I am trying to write a top-down recursive-descent parser for a small language, and I am facing some issues with the assignment statements. Here is the grammar from the language specifications:
<assign_stmt> ::= <lvalue> <l_tail> ":=" <expr> ";"
<l_tail> ::= ":=" <lvalue> <l_tail>
| ""
<expr> ::= ....
#multiple layers betwen <expr> and <lvalue>, like <term>, <factor>, etc.

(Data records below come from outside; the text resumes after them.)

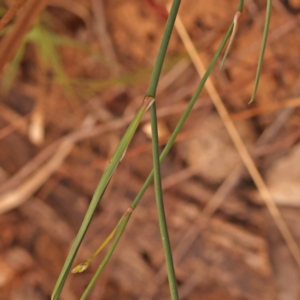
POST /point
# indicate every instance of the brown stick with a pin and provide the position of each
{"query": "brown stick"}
(11, 42)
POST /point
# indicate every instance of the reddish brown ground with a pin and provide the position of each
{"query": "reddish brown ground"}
(239, 253)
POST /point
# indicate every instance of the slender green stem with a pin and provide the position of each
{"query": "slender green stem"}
(263, 48)
(120, 230)
(160, 206)
(163, 49)
(119, 152)
(98, 195)
(168, 146)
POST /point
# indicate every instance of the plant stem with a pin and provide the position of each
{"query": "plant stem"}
(166, 150)
(160, 206)
(120, 229)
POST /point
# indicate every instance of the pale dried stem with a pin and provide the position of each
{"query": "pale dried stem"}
(11, 12)
(241, 148)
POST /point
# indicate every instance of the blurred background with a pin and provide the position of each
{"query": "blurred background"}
(67, 96)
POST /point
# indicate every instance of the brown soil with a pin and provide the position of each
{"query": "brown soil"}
(238, 252)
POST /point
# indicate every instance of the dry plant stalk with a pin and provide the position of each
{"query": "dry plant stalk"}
(12, 41)
(11, 12)
(239, 144)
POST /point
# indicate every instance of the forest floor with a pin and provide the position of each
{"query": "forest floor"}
(83, 71)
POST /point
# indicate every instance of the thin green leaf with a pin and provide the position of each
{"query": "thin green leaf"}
(160, 207)
(233, 34)
(263, 48)
(162, 157)
(98, 195)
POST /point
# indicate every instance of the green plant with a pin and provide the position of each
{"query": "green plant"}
(149, 101)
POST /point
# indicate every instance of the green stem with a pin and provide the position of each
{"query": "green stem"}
(120, 230)
(163, 49)
(167, 147)
(105, 179)
(263, 48)
(160, 206)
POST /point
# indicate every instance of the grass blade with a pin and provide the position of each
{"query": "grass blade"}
(263, 48)
(160, 206)
(162, 156)
(98, 195)
(119, 231)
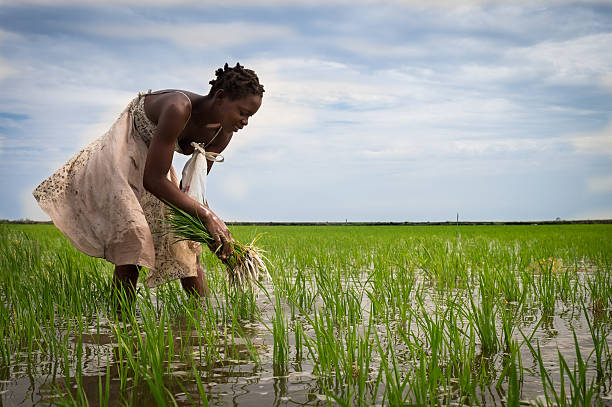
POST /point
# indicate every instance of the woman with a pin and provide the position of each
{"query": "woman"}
(108, 199)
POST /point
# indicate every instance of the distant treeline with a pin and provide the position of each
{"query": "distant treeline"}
(447, 223)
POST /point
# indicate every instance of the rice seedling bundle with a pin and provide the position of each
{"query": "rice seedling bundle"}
(246, 263)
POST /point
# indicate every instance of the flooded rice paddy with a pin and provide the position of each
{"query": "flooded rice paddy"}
(353, 315)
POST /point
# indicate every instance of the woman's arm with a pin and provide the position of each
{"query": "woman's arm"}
(171, 122)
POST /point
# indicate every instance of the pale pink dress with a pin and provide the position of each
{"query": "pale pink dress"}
(98, 201)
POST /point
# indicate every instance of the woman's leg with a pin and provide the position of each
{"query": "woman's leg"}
(124, 283)
(196, 285)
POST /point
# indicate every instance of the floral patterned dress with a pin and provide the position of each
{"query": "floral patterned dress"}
(98, 201)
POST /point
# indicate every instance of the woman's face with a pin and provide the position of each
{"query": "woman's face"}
(234, 114)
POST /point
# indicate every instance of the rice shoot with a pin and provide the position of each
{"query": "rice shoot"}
(245, 264)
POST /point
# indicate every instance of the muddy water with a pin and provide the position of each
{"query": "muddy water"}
(235, 380)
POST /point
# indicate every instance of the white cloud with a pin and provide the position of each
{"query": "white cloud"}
(235, 186)
(595, 143)
(580, 60)
(595, 214)
(600, 184)
(447, 4)
(199, 36)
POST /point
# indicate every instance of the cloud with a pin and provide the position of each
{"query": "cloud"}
(579, 60)
(595, 214)
(446, 4)
(599, 143)
(600, 184)
(199, 36)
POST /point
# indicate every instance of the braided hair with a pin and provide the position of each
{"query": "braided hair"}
(237, 82)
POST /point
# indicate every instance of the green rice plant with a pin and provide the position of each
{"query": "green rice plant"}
(281, 339)
(483, 318)
(246, 261)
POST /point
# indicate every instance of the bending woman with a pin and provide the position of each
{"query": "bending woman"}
(108, 198)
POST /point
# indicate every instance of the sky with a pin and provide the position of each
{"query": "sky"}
(372, 111)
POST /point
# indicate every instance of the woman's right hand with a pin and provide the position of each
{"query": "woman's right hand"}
(223, 244)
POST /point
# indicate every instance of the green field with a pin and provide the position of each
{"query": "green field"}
(353, 315)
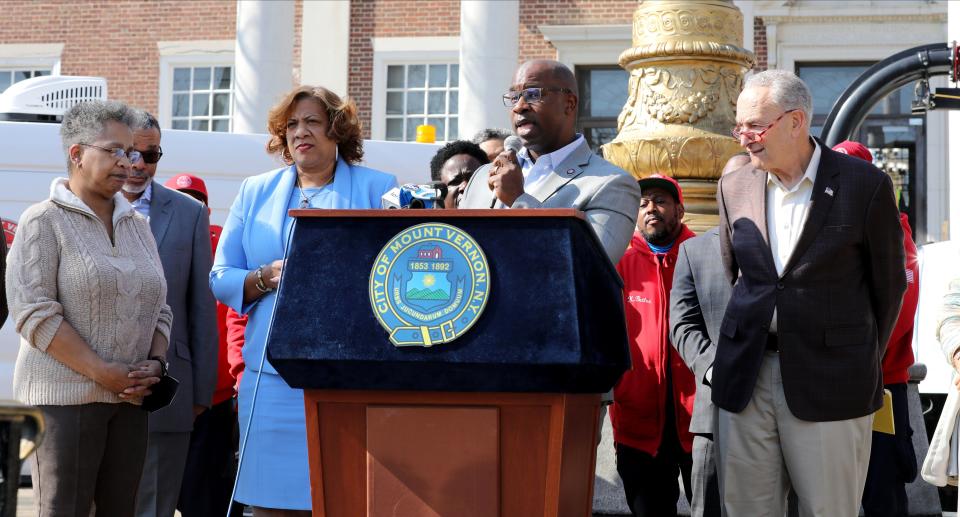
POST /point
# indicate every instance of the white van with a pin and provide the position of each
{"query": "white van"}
(31, 157)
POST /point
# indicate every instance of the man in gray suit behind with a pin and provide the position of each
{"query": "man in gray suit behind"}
(556, 168)
(697, 302)
(181, 227)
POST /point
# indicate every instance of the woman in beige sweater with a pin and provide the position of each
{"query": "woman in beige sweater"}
(87, 295)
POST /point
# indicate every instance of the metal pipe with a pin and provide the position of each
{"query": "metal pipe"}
(879, 80)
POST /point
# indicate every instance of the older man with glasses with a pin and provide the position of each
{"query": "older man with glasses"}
(555, 168)
(181, 227)
(811, 240)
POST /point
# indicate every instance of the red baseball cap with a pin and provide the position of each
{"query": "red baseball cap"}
(188, 182)
(855, 149)
(661, 181)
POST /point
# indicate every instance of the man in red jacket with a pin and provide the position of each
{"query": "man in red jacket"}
(652, 402)
(893, 462)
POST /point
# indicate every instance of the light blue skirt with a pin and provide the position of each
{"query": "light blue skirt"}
(275, 472)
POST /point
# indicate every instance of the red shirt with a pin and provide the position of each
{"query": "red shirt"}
(224, 389)
(639, 397)
(899, 355)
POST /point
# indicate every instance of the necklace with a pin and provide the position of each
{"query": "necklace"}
(304, 199)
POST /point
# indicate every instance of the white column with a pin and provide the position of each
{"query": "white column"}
(746, 8)
(489, 46)
(325, 45)
(263, 69)
(953, 134)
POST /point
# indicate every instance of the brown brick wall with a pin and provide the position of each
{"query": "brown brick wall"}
(117, 39)
(566, 12)
(297, 40)
(760, 44)
(390, 19)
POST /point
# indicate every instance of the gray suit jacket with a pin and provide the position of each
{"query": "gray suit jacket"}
(181, 227)
(698, 300)
(608, 195)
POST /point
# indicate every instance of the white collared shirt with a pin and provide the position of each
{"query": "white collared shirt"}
(142, 203)
(787, 211)
(534, 173)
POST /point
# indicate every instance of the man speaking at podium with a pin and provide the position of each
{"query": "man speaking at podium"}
(555, 167)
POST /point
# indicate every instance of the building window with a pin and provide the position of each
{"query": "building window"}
(895, 136)
(202, 98)
(422, 94)
(14, 75)
(603, 92)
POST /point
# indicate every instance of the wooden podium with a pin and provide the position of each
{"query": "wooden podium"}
(503, 421)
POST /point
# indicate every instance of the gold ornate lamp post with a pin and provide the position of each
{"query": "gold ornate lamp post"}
(686, 71)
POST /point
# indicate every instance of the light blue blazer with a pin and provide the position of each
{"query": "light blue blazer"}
(256, 233)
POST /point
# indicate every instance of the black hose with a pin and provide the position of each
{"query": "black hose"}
(878, 81)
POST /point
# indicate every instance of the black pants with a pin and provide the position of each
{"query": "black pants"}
(90, 454)
(650, 482)
(211, 464)
(893, 463)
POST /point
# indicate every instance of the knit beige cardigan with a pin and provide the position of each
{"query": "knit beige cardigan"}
(63, 267)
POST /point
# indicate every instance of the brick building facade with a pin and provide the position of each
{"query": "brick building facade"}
(399, 59)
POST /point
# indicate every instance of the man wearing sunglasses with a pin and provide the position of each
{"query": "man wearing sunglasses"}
(555, 168)
(181, 228)
(811, 241)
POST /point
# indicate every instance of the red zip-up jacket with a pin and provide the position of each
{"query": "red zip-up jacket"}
(899, 354)
(224, 389)
(638, 407)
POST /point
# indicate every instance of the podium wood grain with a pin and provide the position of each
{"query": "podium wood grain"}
(511, 454)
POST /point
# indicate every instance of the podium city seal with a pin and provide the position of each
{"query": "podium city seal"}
(429, 285)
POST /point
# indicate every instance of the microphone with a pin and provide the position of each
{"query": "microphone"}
(513, 143)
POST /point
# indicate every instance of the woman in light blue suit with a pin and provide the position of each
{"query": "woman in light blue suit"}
(319, 135)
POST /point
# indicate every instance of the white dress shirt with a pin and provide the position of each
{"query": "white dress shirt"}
(535, 173)
(787, 210)
(142, 203)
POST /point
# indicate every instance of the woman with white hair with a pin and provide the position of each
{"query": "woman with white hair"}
(87, 295)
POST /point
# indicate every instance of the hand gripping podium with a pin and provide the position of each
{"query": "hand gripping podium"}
(500, 421)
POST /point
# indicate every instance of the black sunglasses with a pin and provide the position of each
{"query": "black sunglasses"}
(151, 156)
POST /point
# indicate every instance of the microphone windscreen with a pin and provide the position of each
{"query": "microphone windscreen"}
(441, 188)
(513, 143)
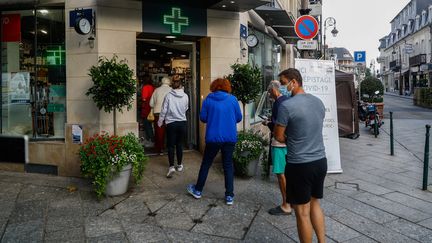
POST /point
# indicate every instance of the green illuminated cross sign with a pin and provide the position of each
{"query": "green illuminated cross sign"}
(176, 20)
(56, 56)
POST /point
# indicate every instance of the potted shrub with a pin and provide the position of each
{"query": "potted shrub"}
(246, 84)
(248, 151)
(108, 162)
(113, 86)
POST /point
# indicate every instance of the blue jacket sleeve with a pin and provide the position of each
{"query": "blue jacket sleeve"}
(203, 113)
(237, 111)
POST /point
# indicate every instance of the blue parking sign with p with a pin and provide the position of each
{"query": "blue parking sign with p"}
(359, 56)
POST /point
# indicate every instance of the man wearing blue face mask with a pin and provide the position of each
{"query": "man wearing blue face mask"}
(278, 150)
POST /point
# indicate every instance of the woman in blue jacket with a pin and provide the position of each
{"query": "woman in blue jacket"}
(221, 112)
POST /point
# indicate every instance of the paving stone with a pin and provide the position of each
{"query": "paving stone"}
(369, 228)
(282, 222)
(371, 187)
(392, 207)
(227, 221)
(196, 209)
(112, 238)
(66, 235)
(293, 234)
(329, 208)
(132, 211)
(338, 231)
(37, 193)
(361, 239)
(262, 231)
(98, 226)
(411, 230)
(372, 213)
(155, 200)
(145, 233)
(181, 236)
(60, 223)
(28, 210)
(172, 215)
(426, 223)
(30, 231)
(410, 201)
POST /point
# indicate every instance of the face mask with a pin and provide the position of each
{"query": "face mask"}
(284, 91)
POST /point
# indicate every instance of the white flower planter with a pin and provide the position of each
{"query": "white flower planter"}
(119, 184)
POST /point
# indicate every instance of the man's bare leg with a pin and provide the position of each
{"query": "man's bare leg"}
(304, 225)
(282, 185)
(317, 219)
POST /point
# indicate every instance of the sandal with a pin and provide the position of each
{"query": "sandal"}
(278, 211)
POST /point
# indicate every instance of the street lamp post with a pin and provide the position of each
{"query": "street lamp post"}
(329, 22)
(400, 70)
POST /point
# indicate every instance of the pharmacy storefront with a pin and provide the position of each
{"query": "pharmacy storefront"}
(45, 58)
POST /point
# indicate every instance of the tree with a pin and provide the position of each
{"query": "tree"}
(371, 84)
(113, 86)
(246, 84)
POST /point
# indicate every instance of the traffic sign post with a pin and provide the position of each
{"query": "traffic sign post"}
(306, 27)
(360, 56)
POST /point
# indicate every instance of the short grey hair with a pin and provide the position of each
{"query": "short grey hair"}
(274, 84)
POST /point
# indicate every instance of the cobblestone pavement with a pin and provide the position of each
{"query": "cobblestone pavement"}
(377, 198)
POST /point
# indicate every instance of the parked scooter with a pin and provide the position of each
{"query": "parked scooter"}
(368, 113)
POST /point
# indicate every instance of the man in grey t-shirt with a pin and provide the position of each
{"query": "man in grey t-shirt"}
(299, 124)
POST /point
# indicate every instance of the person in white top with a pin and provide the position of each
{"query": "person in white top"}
(173, 113)
(156, 100)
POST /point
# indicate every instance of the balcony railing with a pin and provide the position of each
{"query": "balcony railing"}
(417, 60)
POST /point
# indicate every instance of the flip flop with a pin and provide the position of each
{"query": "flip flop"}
(278, 211)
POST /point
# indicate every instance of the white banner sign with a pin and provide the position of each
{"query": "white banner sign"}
(319, 80)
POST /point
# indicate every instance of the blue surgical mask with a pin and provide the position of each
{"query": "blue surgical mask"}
(285, 91)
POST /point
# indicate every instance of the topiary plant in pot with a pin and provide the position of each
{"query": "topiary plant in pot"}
(246, 84)
(113, 86)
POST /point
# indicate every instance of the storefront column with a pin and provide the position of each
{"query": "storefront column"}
(117, 23)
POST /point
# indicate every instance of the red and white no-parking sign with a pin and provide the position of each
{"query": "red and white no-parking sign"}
(306, 27)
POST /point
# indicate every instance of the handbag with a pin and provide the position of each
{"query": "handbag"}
(150, 116)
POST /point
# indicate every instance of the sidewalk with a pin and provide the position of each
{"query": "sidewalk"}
(400, 96)
(377, 198)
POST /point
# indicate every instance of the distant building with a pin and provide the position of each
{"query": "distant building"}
(405, 53)
(344, 61)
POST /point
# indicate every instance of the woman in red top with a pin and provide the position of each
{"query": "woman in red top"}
(146, 93)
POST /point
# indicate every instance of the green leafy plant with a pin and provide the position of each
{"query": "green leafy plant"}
(368, 86)
(246, 84)
(113, 86)
(103, 157)
(249, 147)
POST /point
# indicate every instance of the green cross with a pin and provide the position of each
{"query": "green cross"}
(55, 57)
(176, 20)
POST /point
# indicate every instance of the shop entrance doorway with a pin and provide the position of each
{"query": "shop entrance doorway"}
(158, 59)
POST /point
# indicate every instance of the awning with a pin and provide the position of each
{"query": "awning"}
(239, 5)
(280, 20)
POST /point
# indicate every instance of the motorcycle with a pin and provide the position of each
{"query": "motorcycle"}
(368, 113)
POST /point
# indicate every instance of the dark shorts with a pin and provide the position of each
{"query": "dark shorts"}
(304, 181)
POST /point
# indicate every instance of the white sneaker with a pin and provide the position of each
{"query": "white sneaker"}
(179, 168)
(171, 171)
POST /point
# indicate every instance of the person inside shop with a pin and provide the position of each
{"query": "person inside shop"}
(173, 115)
(146, 93)
(278, 149)
(156, 100)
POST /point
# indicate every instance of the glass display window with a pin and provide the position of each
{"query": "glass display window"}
(33, 76)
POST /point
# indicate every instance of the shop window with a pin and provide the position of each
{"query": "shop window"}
(33, 73)
(267, 57)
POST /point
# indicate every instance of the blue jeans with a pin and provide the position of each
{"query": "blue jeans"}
(210, 153)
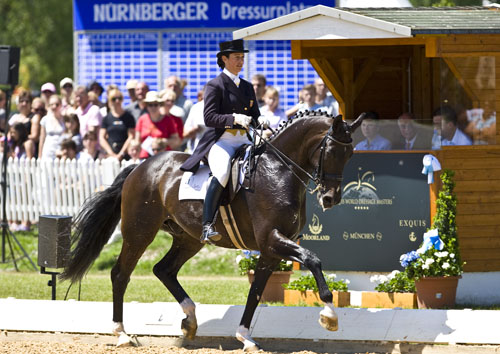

#in the end, <expr> can be a <lvalue>
| <lvalue>
so that the assignments can look like
a := b := 3;
c := d := e := f;
The grammar does not seem to be ambiguous, but it is causing me issues because <expr>
can itself be a <lvalue>
. When parsing <l_tail>
, both production rules are equally valid and I don't know which one to pick. I tried various left-factorizations (see below), but so far, I have not been able to find a LL(1)
grammar that works for me. Is it even possible here?
<assign_stmt> ::= <lvalue> ":=" <rest>
<rest> ::= <expr> ";"
| <lvalue> ":=" <l_tail>
Note that I could go around this issue by parsing <l_tail>
and then looking for the ";"
token. Depending on the result, I would know whether the last <lvalue>
was actually an <expr>
or not (without having to backtrack). However, I am learning here, and I would like to know the "right" way to overcome this problem.